There's an excellent piece today in the NY Times by Jason Stanley on how some forms of speech are not about making substantive claims, ones that are answerable, but rather are about silencing a point of view with which one is not willing to engage.
A perfect example of such speech is the recent response of the Roman Catholic bishops of New York to the passing of the Marriage Equality bill here in NY. The silencing here is multiple, from the suggestion that in its words and actions the church has upheld its charge to treat gay persons with 'respect, dignity, and love,' to the idea that marriage has always been between one man and one women. The silencing of the Holy Scriptures here is rather obvious, and that it does not even give them pause is all too telling.
This is not to say that silencing only comes from the right. As Rowan Williams has cogently argued in his remarkable essay, "Theological Integrity", such silencing is no political partisan. And yet it is undeniably the case that those arguing against full equality for glbt persons are most resolute in not being willing to listen to the voices of glbt people in making their own arguments. One look at Robert George's response to Eduardo Penalver's recent piece on Archbishop Dolan's silencing techniques is a case in point. When one moves beyond 'the pot calling the kettle black' defense, and examines carefully George's writings on marriage, one sees it for what it is: an attempt to silence glbt voices by suggesting that tyranny and polymorphous perversity are not far behind.
One searches in vain for evidence that George has taken up the reasoned arguments of the many philosophers and theologians on marriage equality for glbt persons. (Admittedly, Bishop Spong is an easy target! But has he read Marilyn McCord Adams, Eugene Rogers, James Alison, just to name a few). Instead, his definition for marriage, like Archbishop Dolan's, works by abstraction and inattentiveness. To suggest as the New York State Bishops have, that 'Marriage has always been, is now, and always will be the union of one man and one woman in a lifelong, life-giving union" is not reasoned speech, but a plugging up of the ears, a denial of the scriptures, and just not true.

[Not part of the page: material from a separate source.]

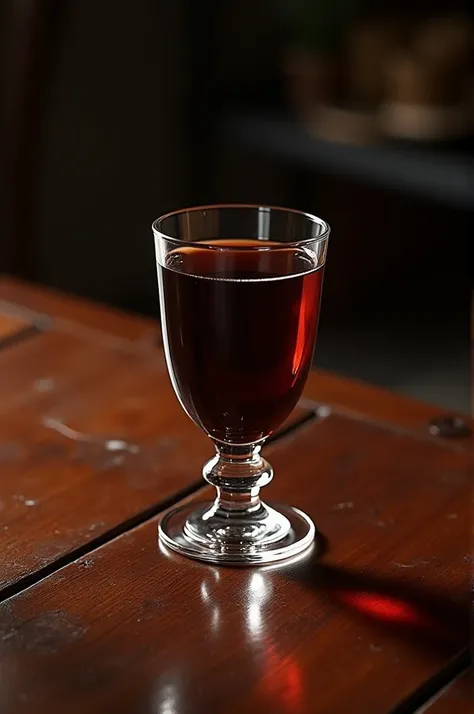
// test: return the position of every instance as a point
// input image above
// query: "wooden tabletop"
(96, 617)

George's favorite 'argument' is to pull out the spectre of polymorphous perversity, when he loudly hints that same-sex marriage is a slippery slope that will lead to polygamy. Knowing that this is in fact a biblical arrangement for marriage is irrelevant: politically, this scare tactic, it is hoped, will silence his opponents. Marriage is what the Roman Catholic Church says it is, even if the Church avoids the uncomfortable stories of its own scriptures in order to keep saying this.
George suggests that his own arguments are being silenced by his progressive opponents when he writes, in response to Penalver, that his worthiest opponents have not "even attempted" to respond to his challenge for progressives to give a 'principled' defense for the legal expansion of marriage to include same-sex couples. Why not multiple partners? he asks. Why not couples who share a common interest in tennis and who do not have a sexual relationship? Why not brothers or sisters for that matter?

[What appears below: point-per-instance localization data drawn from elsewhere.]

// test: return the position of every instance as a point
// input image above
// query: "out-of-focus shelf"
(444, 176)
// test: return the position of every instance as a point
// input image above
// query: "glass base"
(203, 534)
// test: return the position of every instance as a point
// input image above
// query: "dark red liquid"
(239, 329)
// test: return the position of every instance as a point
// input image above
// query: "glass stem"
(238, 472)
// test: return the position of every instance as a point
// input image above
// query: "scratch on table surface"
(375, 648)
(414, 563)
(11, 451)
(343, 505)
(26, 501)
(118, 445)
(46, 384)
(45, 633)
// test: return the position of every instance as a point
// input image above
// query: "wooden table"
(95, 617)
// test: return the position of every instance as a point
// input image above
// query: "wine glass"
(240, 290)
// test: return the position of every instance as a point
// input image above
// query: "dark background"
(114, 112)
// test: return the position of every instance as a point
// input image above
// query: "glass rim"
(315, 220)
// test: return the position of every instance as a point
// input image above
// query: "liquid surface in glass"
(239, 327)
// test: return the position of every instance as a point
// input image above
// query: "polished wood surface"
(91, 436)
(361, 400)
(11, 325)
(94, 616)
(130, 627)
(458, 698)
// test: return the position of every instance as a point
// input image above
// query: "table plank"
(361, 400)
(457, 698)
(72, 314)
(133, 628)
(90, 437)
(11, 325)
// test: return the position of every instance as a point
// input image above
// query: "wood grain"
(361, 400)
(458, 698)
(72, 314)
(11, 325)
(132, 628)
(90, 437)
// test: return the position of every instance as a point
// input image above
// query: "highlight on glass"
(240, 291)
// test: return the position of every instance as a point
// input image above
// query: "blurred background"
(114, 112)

In fact, these questions are answerable, even if a number of them seem so silly as not to warrant response. (is it really worth arguing that tennis-playing or baseball are adequate analogies for mutually faithful, ascetically disciplined same-sex love?) The silencing occurs when, in a footnote, George lays down this rather dogmatic claim: "Note that only sound arguments based on true principles can be inherently decisive." (p.269)
But of course, one can have quite an argument about what such true principles are. Pragmatic views of the law can be held, such that the state need not make the (rather odd) kind of argument George does, that only penetrative vaginal sex between a man and a woman counts for the 'organic bodily union' upon which marriage (again in his oddly idiosyncratic view) rests. The state has long allowed legal marriages between not only infertile couples (his argument here is, as Koppelman has noted, especially troubling) but impotent ones, or couples otherwise unable to have sex (think of couples who marry at the end of a terminal illness). A pragmatic approach to marriage law might well agree with George about the interest the state has in stable families, monogamy and child-rearing, without needing to swallow the 'principle' of 'organic bodily union' in George's sense.

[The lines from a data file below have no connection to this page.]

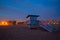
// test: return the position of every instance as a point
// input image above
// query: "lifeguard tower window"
(32, 19)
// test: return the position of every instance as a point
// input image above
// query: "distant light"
(4, 23)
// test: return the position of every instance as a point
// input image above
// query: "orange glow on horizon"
(4, 23)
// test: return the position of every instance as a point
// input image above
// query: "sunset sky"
(19, 9)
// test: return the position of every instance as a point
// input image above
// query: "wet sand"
(24, 33)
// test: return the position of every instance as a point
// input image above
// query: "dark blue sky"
(19, 9)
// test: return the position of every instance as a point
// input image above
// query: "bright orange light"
(3, 23)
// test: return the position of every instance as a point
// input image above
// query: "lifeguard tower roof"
(32, 16)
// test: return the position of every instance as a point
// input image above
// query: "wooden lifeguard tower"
(32, 20)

Marriage has a multiple of goods, and the state need not accept any one set of principles for its defense, especially such a narrow one as George's. And should the state ever decide to revisit the question of polygamous marriages? A principled and pragmatic view of the law could handle this as arguable, rather than rule it out through a silencing rhetoric of perversity and fear-mongering.
All that said, I think it fair to be concerned about the religious freedoms of those who will not accept the recent revisions in marriage law in NY State. If the Catholic Church through its bishops wants to continue to hold to a view that many (even the majority in its own pews) no longer hold, then as an institution, they need to be protected so to do. Silencing through the law is as bad as silencing through false speech. In the end, I suspect that a pragmatic and principled approach to marriage, one that listens to the experiences of families with gay children, will win the day. Thanks be to God.